TLS termination - The expensive cryptographic handshake happens close to the user
Request validation - Malformed requests get rejected immediately
Rate limiting - Abusive traffic gets blocked at the edge
Routing - Determines which region should handle this request

This typically adds 1-3ms to a request, but it saves much more. A TLS handshake to a distant server can take 100ms+. Doing it at the edge makes everything else faster.

The Query Path

Let’s trace a simple read request:

User in Tokyo → Edge (Tokyo) → Coordinator (ap-northeast-1) → Storage → Response

Total: ~8ms

Now let’s trace a write:

User in Tokyo → Edge (Tokyo) → Coordinator (ap-northeast-1) → Storage (write locally)
                                                            → Async replication to other regions

Total: ~12ms for the write, plus background replication

The key insight: we never make the user wait for cross-region operations. Writes are acknowledged as soon as they’re durable in the primary region. Replication happens asynchronously.

Consistency Trade-offs

This async replication means TerraScale offers eventual consistency for cross-region reads. If you write in Tokyo and immediately read in Frankfurt, you might get stale data.

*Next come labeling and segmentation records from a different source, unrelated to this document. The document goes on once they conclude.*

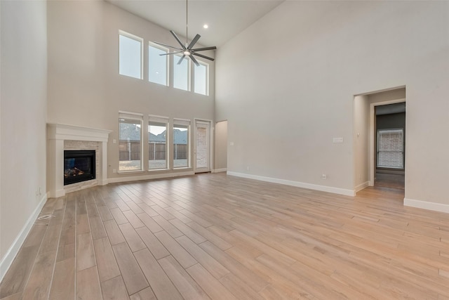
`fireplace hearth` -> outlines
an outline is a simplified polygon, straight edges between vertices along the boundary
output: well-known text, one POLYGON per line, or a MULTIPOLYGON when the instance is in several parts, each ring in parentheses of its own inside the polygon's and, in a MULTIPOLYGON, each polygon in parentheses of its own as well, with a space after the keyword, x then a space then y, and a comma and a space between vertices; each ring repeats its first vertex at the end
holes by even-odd
POLYGON ((64 185, 95 178, 95 150, 64 151, 64 185))

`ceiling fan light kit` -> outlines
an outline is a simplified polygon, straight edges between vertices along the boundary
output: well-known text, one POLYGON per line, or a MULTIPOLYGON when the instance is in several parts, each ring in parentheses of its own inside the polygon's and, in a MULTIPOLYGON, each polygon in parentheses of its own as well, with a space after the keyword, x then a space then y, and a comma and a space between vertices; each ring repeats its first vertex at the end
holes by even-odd
POLYGON ((196 52, 199 51, 205 51, 206 50, 215 50, 217 49, 217 47, 215 47, 215 46, 211 46, 211 47, 203 47, 203 48, 194 48, 193 47, 195 46, 195 44, 196 44, 196 42, 198 41, 198 40, 199 39, 200 37, 201 37, 201 35, 199 34, 196 34, 195 36, 195 37, 194 37, 194 39, 192 40, 192 41, 190 42, 190 44, 189 44, 189 41, 188 41, 188 32, 187 32, 187 28, 189 27, 188 25, 188 22, 187 22, 187 13, 188 13, 188 4, 187 4, 187 1, 186 0, 185 1, 185 45, 182 44, 182 43, 181 42, 181 40, 179 39, 179 37, 177 37, 177 36, 176 35, 176 34, 175 33, 174 31, 173 30, 170 30, 170 33, 172 34, 172 35, 175 37, 175 39, 176 39, 176 41, 177 41, 177 43, 181 46, 181 48, 177 48, 177 47, 174 47, 173 46, 168 46, 168 45, 166 45, 165 44, 162 44, 162 43, 159 43, 158 41, 154 41, 155 44, 157 44, 161 46, 163 46, 164 47, 168 47, 168 48, 170 48, 172 49, 175 49, 175 51, 171 53, 163 53, 163 54, 160 54, 161 56, 168 56, 168 55, 172 55, 172 54, 179 54, 179 53, 182 53, 182 56, 181 56, 181 58, 179 60, 179 61, 177 62, 178 65, 180 65, 181 63, 182 63, 182 60, 184 60, 184 58, 186 56, 188 56, 190 58, 190 59, 192 60, 192 61, 194 62, 194 63, 196 65, 196 66, 199 66, 199 63, 198 63, 198 60, 196 60, 196 59, 194 57, 194 56, 202 58, 206 58, 208 59, 209 60, 215 60, 213 58, 210 58, 208 56, 203 56, 202 54, 200 53, 197 53, 196 52))

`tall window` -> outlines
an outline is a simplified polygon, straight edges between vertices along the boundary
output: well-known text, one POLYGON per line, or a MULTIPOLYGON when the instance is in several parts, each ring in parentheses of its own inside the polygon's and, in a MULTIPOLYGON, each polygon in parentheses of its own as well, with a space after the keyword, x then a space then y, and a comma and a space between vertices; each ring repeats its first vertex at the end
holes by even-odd
POLYGON ((404 168, 404 135, 402 129, 377 130, 377 167, 404 168))
POLYGON ((173 167, 187 168, 190 165, 189 128, 190 121, 173 120, 173 167))
POLYGON ((119 34, 119 73, 142 79, 143 40, 135 35, 120 31, 119 34))
POLYGON ((190 60, 185 58, 178 65, 180 58, 180 56, 173 56, 173 87, 190 91, 190 60))
POLYGON ((149 116, 148 122, 148 166, 150 170, 168 169, 167 145, 168 118, 149 116))
POLYGON ((195 65, 194 68, 194 91, 201 95, 209 94, 209 65, 203 62, 198 62, 199 65, 195 65))
POLYGON ((143 116, 119 113, 119 171, 142 170, 142 123, 143 116))
POLYGON ((167 86, 168 70, 168 49, 150 44, 148 46, 148 80, 167 86))

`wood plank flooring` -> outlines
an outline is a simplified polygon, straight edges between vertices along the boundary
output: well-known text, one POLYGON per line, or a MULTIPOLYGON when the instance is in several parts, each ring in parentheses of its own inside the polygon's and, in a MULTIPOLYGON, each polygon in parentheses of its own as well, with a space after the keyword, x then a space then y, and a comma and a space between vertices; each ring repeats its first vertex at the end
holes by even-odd
POLYGON ((449 214, 200 174, 50 199, 1 299, 449 299, 449 214))

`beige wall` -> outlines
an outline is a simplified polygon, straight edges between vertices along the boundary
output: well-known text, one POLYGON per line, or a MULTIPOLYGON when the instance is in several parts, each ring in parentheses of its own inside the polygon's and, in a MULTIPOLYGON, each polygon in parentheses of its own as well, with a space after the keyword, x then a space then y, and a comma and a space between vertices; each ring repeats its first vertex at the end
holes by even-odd
POLYGON ((228 172, 352 191, 354 95, 406 86, 406 198, 449 211, 448 6, 285 1, 228 41, 215 83, 228 172))
POLYGON ((359 190, 370 183, 370 103, 368 96, 354 97, 354 187, 359 190))
POLYGON ((46 3, 0 11, 1 279, 46 200, 46 3))
MULTIPOLYGON (((50 1, 48 20, 48 122, 112 131, 107 145, 109 180, 173 173, 112 173, 119 169, 119 143, 112 143, 119 140, 119 111, 143 114, 144 124, 148 115, 168 117, 170 126, 173 118, 190 119, 192 129, 194 118, 213 119, 214 63, 210 63, 209 96, 161 86, 147 79, 147 43, 175 45, 168 30, 102 1, 50 1), (119 74, 120 30, 144 39, 143 80, 119 74)), ((144 134, 145 153, 147 143, 144 134)), ((144 160, 145 169, 147 165, 144 160)))
POLYGON ((215 170, 227 167, 227 121, 215 123, 215 170))

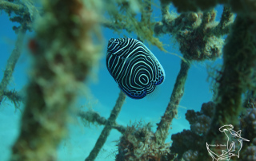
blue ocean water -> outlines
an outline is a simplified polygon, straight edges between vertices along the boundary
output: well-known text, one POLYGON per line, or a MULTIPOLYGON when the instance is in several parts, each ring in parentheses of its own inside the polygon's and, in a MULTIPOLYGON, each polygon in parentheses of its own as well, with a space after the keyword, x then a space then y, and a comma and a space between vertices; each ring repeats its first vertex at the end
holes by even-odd
MULTIPOLYGON (((155 7, 158 5, 159 4, 156 3, 155 7)), ((174 9, 171 8, 170 10, 174 9)), ((216 10, 218 10, 216 21, 218 21, 222 13, 222 6, 218 6, 216 10)), ((155 18, 160 19, 159 9, 155 10, 157 10, 154 13, 155 18)), ((0 80, 2 80, 6 61, 14 49, 17 38, 17 35, 12 30, 12 26, 17 24, 10 22, 8 15, 3 11, 0 14, 0 80)), ((108 118, 115 104, 120 89, 106 67, 105 55, 107 41, 112 37, 122 37, 124 35, 132 38, 137 38, 137 37, 134 34, 128 35, 126 32, 117 34, 106 28, 102 29, 102 33, 104 37, 104 49, 98 72, 95 73, 96 70, 94 70, 90 78, 85 81, 90 90, 90 96, 86 98, 80 96, 76 104, 78 106, 84 105, 84 110, 92 108, 102 116, 108 118), (95 76, 97 77, 95 77, 95 76)), ((27 33, 26 36, 23 52, 16 65, 13 79, 8 86, 10 90, 20 91, 29 82, 30 71, 32 68, 32 56, 27 49, 27 42, 34 34, 34 33, 27 33)), ((167 51, 182 56, 178 44, 174 43, 174 40, 170 35, 160 37, 160 41, 166 45, 165 49, 167 51)), ((149 98, 133 100, 127 97, 117 119, 117 123, 126 126, 130 122, 134 123, 139 120, 145 123, 151 122, 154 125, 153 131, 155 131, 156 124, 160 121, 170 100, 176 77, 180 69, 181 59, 175 55, 166 53, 146 42, 145 44, 161 62, 166 72, 166 80, 158 88, 154 96, 150 96, 149 98)), ((218 58, 214 62, 208 61, 194 62, 191 65, 185 86, 185 93, 178 108, 178 116, 172 122, 172 129, 170 131, 166 142, 171 141, 171 134, 190 128, 190 124, 185 119, 186 110, 200 111, 202 103, 211 100, 213 93, 210 92, 210 82, 206 81, 208 77, 206 65, 222 64, 222 59, 218 58)), ((21 106, 22 108, 23 105, 21 104, 21 106)), ((21 116, 21 112, 15 112, 14 104, 9 100, 5 100, 0 104, 0 160, 8 160, 11 154, 11 147, 18 135, 21 116)), ((58 160, 84 160, 92 150, 102 128, 103 126, 94 124, 84 127, 81 120, 76 121, 74 118, 69 124, 69 135, 63 139, 58 147, 58 160)), ((116 143, 114 141, 120 136, 121 134, 118 132, 112 130, 96 160, 114 160, 114 156, 111 154, 117 150, 116 143)))

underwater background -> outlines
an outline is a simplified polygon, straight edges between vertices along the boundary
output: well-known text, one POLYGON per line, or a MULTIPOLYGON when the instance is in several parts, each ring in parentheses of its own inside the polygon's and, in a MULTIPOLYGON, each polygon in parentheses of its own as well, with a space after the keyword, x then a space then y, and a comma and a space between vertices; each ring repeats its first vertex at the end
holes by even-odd
MULTIPOLYGON (((161 10, 158 1, 154 1, 152 6, 153 21, 161 20, 161 10)), ((222 6, 215 7, 217 15, 215 21, 218 22, 223 10, 222 6)), ((170 11, 177 12, 174 6, 170 6, 170 11)), ((14 49, 17 34, 12 29, 16 22, 9 20, 8 14, 1 10, 0 14, 0 80, 3 78, 3 71, 6 66, 7 59, 14 49)), ((76 99, 74 111, 82 109, 86 111, 93 109, 101 116, 108 118, 115 104, 120 88, 113 77, 109 73, 106 65, 106 53, 107 42, 110 38, 130 37, 138 38, 134 33, 128 33, 125 30, 120 33, 113 29, 101 27, 102 35, 102 49, 98 65, 93 68, 90 77, 84 81, 86 85, 86 93, 81 92, 76 99)), ((15 90, 20 95, 25 95, 26 87, 30 83, 30 75, 33 69, 33 53, 28 47, 30 41, 34 37, 34 31, 27 32, 22 45, 22 55, 19 57, 12 75, 12 79, 8 85, 9 90, 15 90)), ((226 36, 224 37, 226 37, 226 36)), ((158 37, 164 44, 164 49, 170 53, 176 53, 182 57, 178 43, 170 34, 158 37)), ((71 41, 71 40, 70 40, 71 41)), ((176 77, 180 70, 181 58, 175 54, 166 53, 147 41, 145 45, 151 50, 162 65, 166 79, 158 86, 156 90, 142 100, 134 100, 126 97, 122 111, 117 118, 118 124, 126 127, 134 123, 142 121, 142 124, 150 122, 153 125, 152 131, 155 132, 161 116, 166 111, 170 95, 176 80, 176 77)), ((211 77, 208 73, 209 66, 214 67, 222 65, 222 57, 215 61, 193 61, 189 69, 185 92, 178 108, 178 116, 171 123, 171 130, 166 143, 171 142, 172 134, 181 132, 183 129, 190 129, 189 122, 186 120, 185 113, 187 110, 200 111, 203 103, 213 100, 213 84, 211 77)), ((17 109, 14 104, 8 99, 4 100, 0 104, 0 160, 9 160, 11 156, 11 148, 18 136, 21 125, 21 117, 24 104, 21 103, 17 109)), ((58 160, 84 160, 94 147, 104 126, 96 124, 83 122, 70 112, 69 119, 68 134, 58 146, 58 160)), ((114 160, 118 153, 117 140, 121 137, 121 133, 112 129, 106 143, 102 148, 95 160, 114 160)))

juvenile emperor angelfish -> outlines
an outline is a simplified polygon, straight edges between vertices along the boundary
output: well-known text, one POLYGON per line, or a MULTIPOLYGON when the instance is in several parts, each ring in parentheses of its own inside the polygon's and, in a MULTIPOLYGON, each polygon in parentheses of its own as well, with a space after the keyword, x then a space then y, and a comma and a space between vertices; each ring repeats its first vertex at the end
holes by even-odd
POLYGON ((133 38, 110 39, 106 63, 120 88, 133 99, 153 92, 165 78, 156 57, 142 42, 133 38))

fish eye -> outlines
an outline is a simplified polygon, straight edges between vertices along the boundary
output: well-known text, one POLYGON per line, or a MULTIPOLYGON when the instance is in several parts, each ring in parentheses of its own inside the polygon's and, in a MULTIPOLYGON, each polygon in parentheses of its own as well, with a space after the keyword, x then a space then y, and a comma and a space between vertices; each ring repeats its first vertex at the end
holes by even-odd
POLYGON ((109 42, 113 42, 114 41, 114 38, 110 38, 110 40, 109 40, 109 42))

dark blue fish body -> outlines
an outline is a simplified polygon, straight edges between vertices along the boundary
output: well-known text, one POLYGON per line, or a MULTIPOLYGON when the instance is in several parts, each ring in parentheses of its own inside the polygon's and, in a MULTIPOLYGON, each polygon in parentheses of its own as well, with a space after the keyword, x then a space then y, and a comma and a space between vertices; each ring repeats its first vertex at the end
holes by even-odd
POLYGON ((142 99, 151 93, 165 78, 165 71, 158 59, 135 39, 110 39, 106 62, 120 88, 133 99, 142 99))

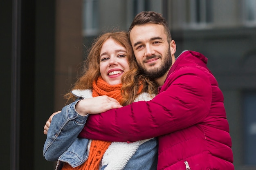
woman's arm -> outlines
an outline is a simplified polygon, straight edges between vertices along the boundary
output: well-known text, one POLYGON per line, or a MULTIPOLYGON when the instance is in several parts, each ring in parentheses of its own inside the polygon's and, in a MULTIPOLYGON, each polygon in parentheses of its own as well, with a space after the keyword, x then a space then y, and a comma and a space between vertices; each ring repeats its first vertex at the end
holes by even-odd
POLYGON ((49 161, 56 161, 76 140, 84 127, 88 115, 75 111, 76 101, 64 107, 53 117, 43 147, 43 155, 49 161))

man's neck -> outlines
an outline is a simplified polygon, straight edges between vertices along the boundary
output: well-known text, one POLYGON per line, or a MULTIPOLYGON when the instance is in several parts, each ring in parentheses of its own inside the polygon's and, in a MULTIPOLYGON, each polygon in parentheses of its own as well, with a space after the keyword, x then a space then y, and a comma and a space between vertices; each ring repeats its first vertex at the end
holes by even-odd
POLYGON ((174 64, 174 63, 176 61, 174 55, 173 55, 172 56, 172 59, 173 60, 172 65, 171 66, 171 67, 170 67, 170 68, 169 68, 168 71, 166 71, 165 74, 164 74, 164 75, 163 75, 162 77, 158 78, 157 79, 155 79, 155 82, 157 83, 157 84, 158 84, 159 86, 163 86, 164 85, 164 81, 165 81, 166 79, 167 78, 167 75, 169 73, 169 71, 170 71, 170 69, 171 69, 171 68, 172 67, 172 66, 173 66, 173 64, 174 64))

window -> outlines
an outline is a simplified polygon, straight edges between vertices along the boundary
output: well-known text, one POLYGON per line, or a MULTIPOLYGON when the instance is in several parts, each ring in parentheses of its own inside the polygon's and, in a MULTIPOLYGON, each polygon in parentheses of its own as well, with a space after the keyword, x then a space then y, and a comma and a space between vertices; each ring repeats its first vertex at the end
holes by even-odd
POLYGON ((185 28, 204 28, 212 22, 211 0, 185 0, 185 28))
POLYGON ((153 11, 161 13, 162 1, 155 0, 127 0, 127 27, 130 25, 137 14, 144 11, 153 11))
POLYGON ((244 164, 256 165, 256 91, 245 92, 243 94, 244 164))
POLYGON ((256 1, 245 0, 243 2, 244 23, 248 26, 256 26, 256 1))
POLYGON ((99 0, 83 2, 83 35, 94 35, 99 31, 99 0))

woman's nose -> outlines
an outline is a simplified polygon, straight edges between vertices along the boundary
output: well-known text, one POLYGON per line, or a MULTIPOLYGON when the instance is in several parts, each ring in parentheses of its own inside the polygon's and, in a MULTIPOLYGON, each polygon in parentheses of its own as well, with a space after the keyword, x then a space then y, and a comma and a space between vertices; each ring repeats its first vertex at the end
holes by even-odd
POLYGON ((109 66, 112 66, 112 65, 117 65, 118 63, 117 61, 117 58, 115 57, 111 57, 109 59, 109 66))

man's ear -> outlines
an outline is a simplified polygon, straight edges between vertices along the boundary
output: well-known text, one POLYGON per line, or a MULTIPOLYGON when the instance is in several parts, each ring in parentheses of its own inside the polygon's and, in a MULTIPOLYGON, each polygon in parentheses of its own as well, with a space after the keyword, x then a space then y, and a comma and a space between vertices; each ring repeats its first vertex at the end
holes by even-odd
POLYGON ((170 50, 172 55, 174 55, 176 52, 176 43, 175 41, 173 40, 170 43, 170 50))

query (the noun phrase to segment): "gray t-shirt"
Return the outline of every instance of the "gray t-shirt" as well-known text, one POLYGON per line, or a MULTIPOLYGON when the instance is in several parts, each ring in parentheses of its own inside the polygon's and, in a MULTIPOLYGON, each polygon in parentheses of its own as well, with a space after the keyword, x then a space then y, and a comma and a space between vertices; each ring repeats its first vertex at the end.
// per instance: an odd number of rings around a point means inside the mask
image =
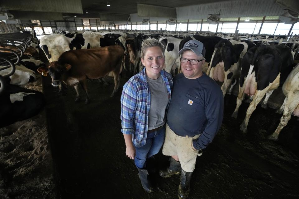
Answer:
POLYGON ((160 75, 156 80, 147 77, 150 91, 150 107, 148 115, 148 129, 160 127, 166 122, 166 109, 170 100, 165 83, 160 75))

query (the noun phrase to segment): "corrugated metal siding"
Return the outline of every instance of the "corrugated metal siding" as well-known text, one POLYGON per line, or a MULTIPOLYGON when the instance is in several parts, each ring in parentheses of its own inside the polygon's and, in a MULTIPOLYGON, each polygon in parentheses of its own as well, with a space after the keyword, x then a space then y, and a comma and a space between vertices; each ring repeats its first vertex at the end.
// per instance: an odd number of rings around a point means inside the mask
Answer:
POLYGON ((221 9, 221 18, 277 16, 285 12, 284 8, 275 0, 238 0, 178 7, 177 18, 206 19, 221 9))
POLYGON ((164 21, 164 22, 165 21, 168 20, 169 18, 165 17, 142 17, 139 16, 137 13, 131 14, 130 15, 131 16, 130 21, 132 23, 135 23, 136 22, 141 22, 142 21, 143 19, 150 18, 150 21, 164 21))
POLYGON ((176 17, 176 9, 173 8, 138 3, 137 10, 138 16, 140 16, 176 17))
POLYGON ((62 13, 58 12, 26 12, 12 11, 11 12, 16 19, 38 19, 39 20, 62 20, 62 13))
POLYGON ((1 0, 1 6, 13 10, 83 13, 81 0, 1 0))
POLYGON ((95 19, 91 19, 89 20, 89 24, 90 24, 90 26, 97 26, 97 22, 96 21, 97 20, 95 19))

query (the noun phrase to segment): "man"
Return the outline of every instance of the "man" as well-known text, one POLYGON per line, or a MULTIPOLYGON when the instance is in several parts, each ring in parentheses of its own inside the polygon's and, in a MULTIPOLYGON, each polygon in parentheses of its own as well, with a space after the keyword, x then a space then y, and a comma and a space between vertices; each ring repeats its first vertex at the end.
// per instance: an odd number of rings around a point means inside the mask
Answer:
POLYGON ((164 178, 181 173, 178 197, 187 198, 199 150, 211 143, 222 123, 223 96, 220 87, 202 71, 206 50, 196 40, 186 43, 182 54, 183 73, 174 80, 163 154, 171 155, 164 178))

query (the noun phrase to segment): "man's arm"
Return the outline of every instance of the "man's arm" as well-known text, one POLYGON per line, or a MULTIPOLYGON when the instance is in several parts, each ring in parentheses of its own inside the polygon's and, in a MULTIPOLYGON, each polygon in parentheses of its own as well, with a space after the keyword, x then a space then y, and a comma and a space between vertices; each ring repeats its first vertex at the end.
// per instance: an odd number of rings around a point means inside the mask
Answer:
POLYGON ((205 113, 207 123, 198 139, 193 141, 196 149, 204 149, 213 141, 222 124, 223 118, 223 94, 219 89, 217 92, 208 94, 206 97, 205 113))

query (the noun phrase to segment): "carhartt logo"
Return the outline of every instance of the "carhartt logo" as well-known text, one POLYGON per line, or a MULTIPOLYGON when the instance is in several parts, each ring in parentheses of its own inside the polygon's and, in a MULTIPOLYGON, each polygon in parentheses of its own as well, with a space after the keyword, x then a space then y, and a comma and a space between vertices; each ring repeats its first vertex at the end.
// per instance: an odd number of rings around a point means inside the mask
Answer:
POLYGON ((189 101, 188 101, 188 104, 192 105, 192 104, 193 104, 193 101, 191 100, 189 100, 189 101))
POLYGON ((197 48, 198 47, 198 45, 195 43, 187 43, 187 44, 186 44, 186 47, 188 46, 194 46, 197 48))

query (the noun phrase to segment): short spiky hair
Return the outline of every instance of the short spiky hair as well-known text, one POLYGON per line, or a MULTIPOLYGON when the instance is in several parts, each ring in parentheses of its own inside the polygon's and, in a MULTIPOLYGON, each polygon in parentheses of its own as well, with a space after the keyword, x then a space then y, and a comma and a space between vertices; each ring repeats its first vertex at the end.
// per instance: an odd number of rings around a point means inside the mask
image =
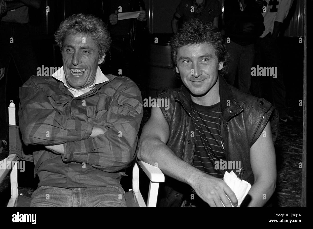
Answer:
POLYGON ((174 67, 177 66, 177 51, 181 47, 189 44, 207 42, 212 45, 219 62, 224 62, 218 74, 224 76, 227 72, 229 56, 226 50, 222 33, 212 23, 192 20, 185 23, 171 41, 171 57, 174 67))
POLYGON ((99 48, 99 58, 109 50, 110 35, 105 24, 100 18, 82 13, 73 14, 61 22, 54 33, 54 40, 62 50, 63 42, 68 34, 85 33, 95 40, 99 48))

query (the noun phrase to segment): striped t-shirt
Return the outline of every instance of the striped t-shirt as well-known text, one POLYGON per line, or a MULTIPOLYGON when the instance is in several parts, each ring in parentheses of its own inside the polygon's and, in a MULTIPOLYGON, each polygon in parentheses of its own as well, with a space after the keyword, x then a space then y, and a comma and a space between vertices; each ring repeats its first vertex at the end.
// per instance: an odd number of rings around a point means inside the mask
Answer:
POLYGON ((226 160, 222 146, 218 102, 203 106, 192 102, 192 112, 196 124, 196 148, 193 166, 218 178, 223 179, 225 170, 217 170, 215 162, 226 160))

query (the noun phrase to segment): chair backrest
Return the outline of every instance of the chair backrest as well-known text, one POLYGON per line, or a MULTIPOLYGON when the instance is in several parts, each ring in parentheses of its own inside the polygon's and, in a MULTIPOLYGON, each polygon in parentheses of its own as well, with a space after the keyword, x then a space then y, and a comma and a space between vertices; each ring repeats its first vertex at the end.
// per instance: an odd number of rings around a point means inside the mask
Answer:
POLYGON ((9 139, 10 140, 9 154, 16 154, 18 159, 33 162, 32 154, 25 154, 22 141, 19 127, 16 124, 16 108, 13 100, 9 107, 9 139))

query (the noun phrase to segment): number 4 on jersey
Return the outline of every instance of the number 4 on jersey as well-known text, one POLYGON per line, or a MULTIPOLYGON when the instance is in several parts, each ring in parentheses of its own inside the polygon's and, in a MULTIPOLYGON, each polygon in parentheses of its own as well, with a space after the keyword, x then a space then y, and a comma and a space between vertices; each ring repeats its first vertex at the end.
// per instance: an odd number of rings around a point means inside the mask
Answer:
MULTIPOLYGON (((280 0, 281 1, 281 0, 280 0)), ((269 9, 269 12, 276 12, 278 11, 277 6, 278 5, 279 2, 278 0, 270 0, 269 2, 269 6, 272 6, 272 8, 269 9)), ((267 2, 264 0, 263 1, 263 5, 265 7, 267 6, 267 2)))

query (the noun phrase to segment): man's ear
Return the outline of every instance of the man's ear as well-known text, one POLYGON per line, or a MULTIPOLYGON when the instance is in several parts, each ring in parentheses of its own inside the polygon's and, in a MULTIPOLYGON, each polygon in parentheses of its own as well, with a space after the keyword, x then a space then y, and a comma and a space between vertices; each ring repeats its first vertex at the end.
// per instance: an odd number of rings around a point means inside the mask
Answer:
POLYGON ((178 69, 178 68, 177 67, 175 67, 175 68, 176 69, 176 72, 177 72, 179 74, 179 70, 178 69))
POLYGON ((105 57, 105 54, 104 54, 103 55, 102 57, 100 57, 99 58, 99 61, 98 61, 98 64, 102 64, 104 61, 104 58, 105 57))
POLYGON ((218 70, 221 70, 224 66, 224 62, 221 62, 218 63, 218 70))

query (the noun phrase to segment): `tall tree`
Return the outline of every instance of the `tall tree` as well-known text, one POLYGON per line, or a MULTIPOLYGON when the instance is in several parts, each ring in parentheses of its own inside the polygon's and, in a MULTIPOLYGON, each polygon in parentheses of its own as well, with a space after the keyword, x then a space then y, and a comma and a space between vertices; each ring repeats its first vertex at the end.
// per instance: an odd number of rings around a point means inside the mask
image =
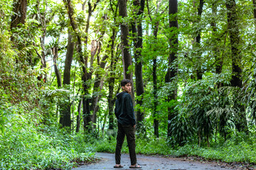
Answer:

For most applications, this is fine. User profiles, product catalogs, session data - a few hundred milliseconds of staleness doesn’t matter.

But sometimes you need strong consistency:

var result = await client.GetItemAsync("user#123", "profile", new ReadOptions
{
    ConsistentRead = true
});

With ConsistentRead = true, we route the read to the primary region, even if there’s a closer replica. You pay the latency cost, but you get the freshest data.

What Makes Storage Fast

Our storage layer is where most of the magic happens:

SSDs Everywhere

All data lives on NVMe SSDs. The random read latency of an NVMe drive is about 0.1ms. For a spinning disk, it’s 5-10ms. That difference compounds.

Data Locality

Items with the same partition key are stored together on disk. When you query “all orders for user#123”, we’re doing sequential reads, not random seeks.

In-Memory Indexes

Every storage node maintains an in-memory index of partition key → disk location. Looking up where data lives is a hash table lookup (~0.001ms), not a disk operation.

Connection Pooling

We maintain persistent connections between all components. No TCP handshakes in the hot path. This saves about 2ms per request.

The Numbers

Here’s what we measure in production across all regions:

Percentile	Read Latency	Write Latency
p50	4ms	7ms
p90	8ms	15ms
p99	18ms	35ms
p99.9	45ms	80ms

These are measured from the edge, so they include network time from the user to our edge node.

Summary

There’s no single trick to low latency. It’s the compound effect of dozens of decisions:

Edge nodes close to users
Async replication so writes don’t block on consensus
NVMe storage with data locality
In-memory indexes
Connection pooling
Efficient replication protocol

Each saves a few milliseconds. Together, they add up to a database that’s fast everywhere.